I know very little about how you go from being an acting professor to getting tenure. I assume it has something to do with the appointments committee deciding whether you might turn out to be an important person in your field. In other words, the same crapshoot as law school admissions.
Let's check in on our acting professors and see if they're putting nose to grindstone and getting some shit published. I'm only counting law review articles or books published after they left law school – you can't coast on student work forever, kids. I'm not counting book reviews either.
Let's rank the field!
UPDATE 4/24: Russell "The Muscle" Robinson has updated his bibliography and moves up two spots.
The Top Producers:
1. Mark Greenberg: 12 articles (6 of which were published while at UCLA, 2nd yr teaching here)
2. Scott Cummings: 11 articles (7 at UCLA, 4th yr)

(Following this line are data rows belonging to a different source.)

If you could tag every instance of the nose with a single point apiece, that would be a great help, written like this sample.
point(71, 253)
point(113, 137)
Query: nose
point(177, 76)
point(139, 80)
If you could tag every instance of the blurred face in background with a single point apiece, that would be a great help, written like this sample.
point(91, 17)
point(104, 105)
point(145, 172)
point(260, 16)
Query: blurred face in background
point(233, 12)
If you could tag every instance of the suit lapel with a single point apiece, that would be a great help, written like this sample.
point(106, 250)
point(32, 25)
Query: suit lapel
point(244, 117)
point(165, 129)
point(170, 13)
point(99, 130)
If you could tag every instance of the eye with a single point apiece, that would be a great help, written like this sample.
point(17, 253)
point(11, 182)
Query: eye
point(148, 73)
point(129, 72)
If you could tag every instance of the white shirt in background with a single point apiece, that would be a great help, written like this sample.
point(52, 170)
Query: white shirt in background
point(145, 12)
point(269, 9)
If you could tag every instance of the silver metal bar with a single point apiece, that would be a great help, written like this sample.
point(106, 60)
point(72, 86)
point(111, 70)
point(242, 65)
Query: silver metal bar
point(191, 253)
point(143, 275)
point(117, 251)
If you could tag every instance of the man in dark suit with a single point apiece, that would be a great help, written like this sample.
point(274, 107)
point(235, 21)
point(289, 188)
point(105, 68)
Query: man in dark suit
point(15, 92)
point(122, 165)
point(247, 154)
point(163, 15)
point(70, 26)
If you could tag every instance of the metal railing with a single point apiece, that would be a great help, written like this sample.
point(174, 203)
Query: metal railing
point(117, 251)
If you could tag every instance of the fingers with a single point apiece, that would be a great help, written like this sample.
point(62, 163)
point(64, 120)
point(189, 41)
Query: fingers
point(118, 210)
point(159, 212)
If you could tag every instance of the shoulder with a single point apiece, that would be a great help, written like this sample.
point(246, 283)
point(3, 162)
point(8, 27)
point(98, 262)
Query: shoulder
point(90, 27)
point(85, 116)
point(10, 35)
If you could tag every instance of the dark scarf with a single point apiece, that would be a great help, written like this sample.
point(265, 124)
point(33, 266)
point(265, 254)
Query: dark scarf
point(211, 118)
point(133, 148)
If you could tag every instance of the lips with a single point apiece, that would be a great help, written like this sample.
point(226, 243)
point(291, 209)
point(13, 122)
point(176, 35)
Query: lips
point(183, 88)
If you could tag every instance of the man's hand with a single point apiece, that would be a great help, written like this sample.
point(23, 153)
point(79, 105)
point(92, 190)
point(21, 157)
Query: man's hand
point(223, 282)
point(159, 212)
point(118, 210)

3. Adam Winkler: 10 articles (3 at UCLA, 4th yr)
The Middle Class:
4. Victor Fleischer: 6 articles (4 at UCLA, 3rd yr)
5. Iman Anabtawi: 4 articles (3 at UCLA, 6th yr)
6. Maximo Langer: 8 articles, but only 3 in english & concerning US law (3 at UCLA, 3rd yr)
The Slackers:
7. Russell Robinson: 2 articles (2 at UCLA, 2nd yr)
8. Gary Rowe: 2 articles (1 at UCLA, 5th yr)
9. Gia Lee: 1 article (1 at UCLA, 2nd yr)
17 Apr 06
FYI, Robinson just accepted an offer to publish at Cal on "caste and casting" in Hollywood. He turned down an offer from the UCLA Law Review to publish "on the road."
Posted by: Anonymous at April 24, 2006 09:13 PMI'm not counting 'offers turned down', and neither is the tenure committee. Publishing an amicus brief is borderline, BTW.